Estos datos se hacen más evidentes en la comida rápida: se emplea más energía en elaborar una hamburguesa que las calorías que proporciona su carne, concretamente 400 frente a 8.000, obtenidas, por cierto, de los combustibles fósiles.

            Comentemos finalmente el daño a la biodiversidad que acarrean estas conversiones de bosques en pastos, así como sus accesos, carreteras y edificaciones que supondrán un impacto sobre zonas vulnerables y en las que, como los bosques tropicales, se encuentra el mayor número de especies del planeta.

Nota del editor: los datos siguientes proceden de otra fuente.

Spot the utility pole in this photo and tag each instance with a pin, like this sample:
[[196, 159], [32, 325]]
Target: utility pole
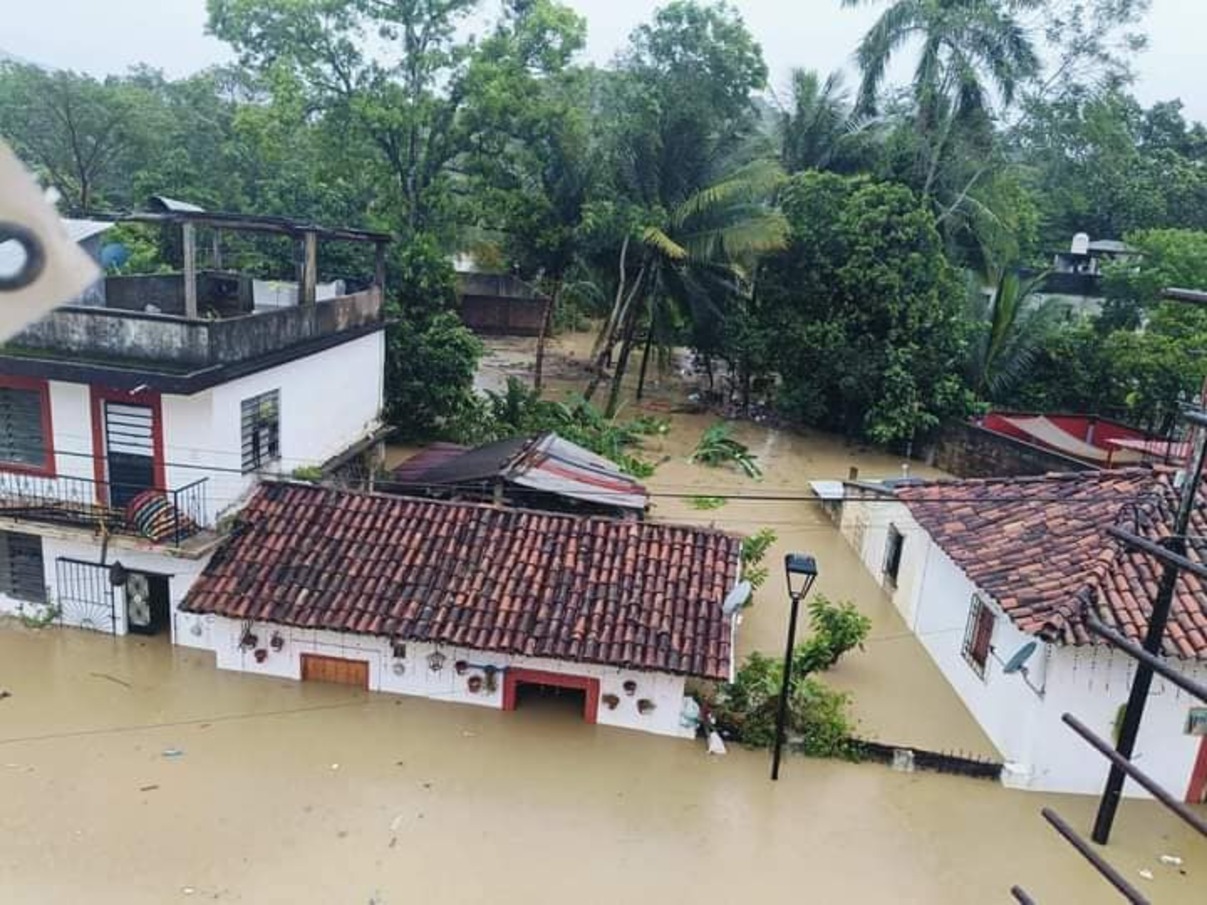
[[1159, 619]]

            En síntesis, tanto por razones de salud y solidaridad, como de respeto al bienestar animal y protección de un medio cada vez más degradado, deberíamos seriamente plantearnos reducir (e incluso eliminar) nuestro consumo de carne en la dieta. Es un aspecto importante y urgente para toda persona preocupada por la justicia, el desarrollo, la diversidad y la vida, para toda persona de buena voluntad, en suma.

Referencias:

Araújo, J.: Locos por la carne. El País, 3 – IV – 1996.

Cohn, P.: ¿Por qué preocuparnos por los derechos de los animales? Daphnia, 40, 2006.

Moore, F.: La dieta ecológica. Integral, 1988

Pickett, H.: La cría intensiva de animales. CIWF Trust, 2004.

Santamarta, J.: Comer carne, ¿es sostenible? Natural, 59, 2006.

Velázquez de Castro, F.: Salud, educación en valores y compromiso ambiental. Ediciones I, 2017.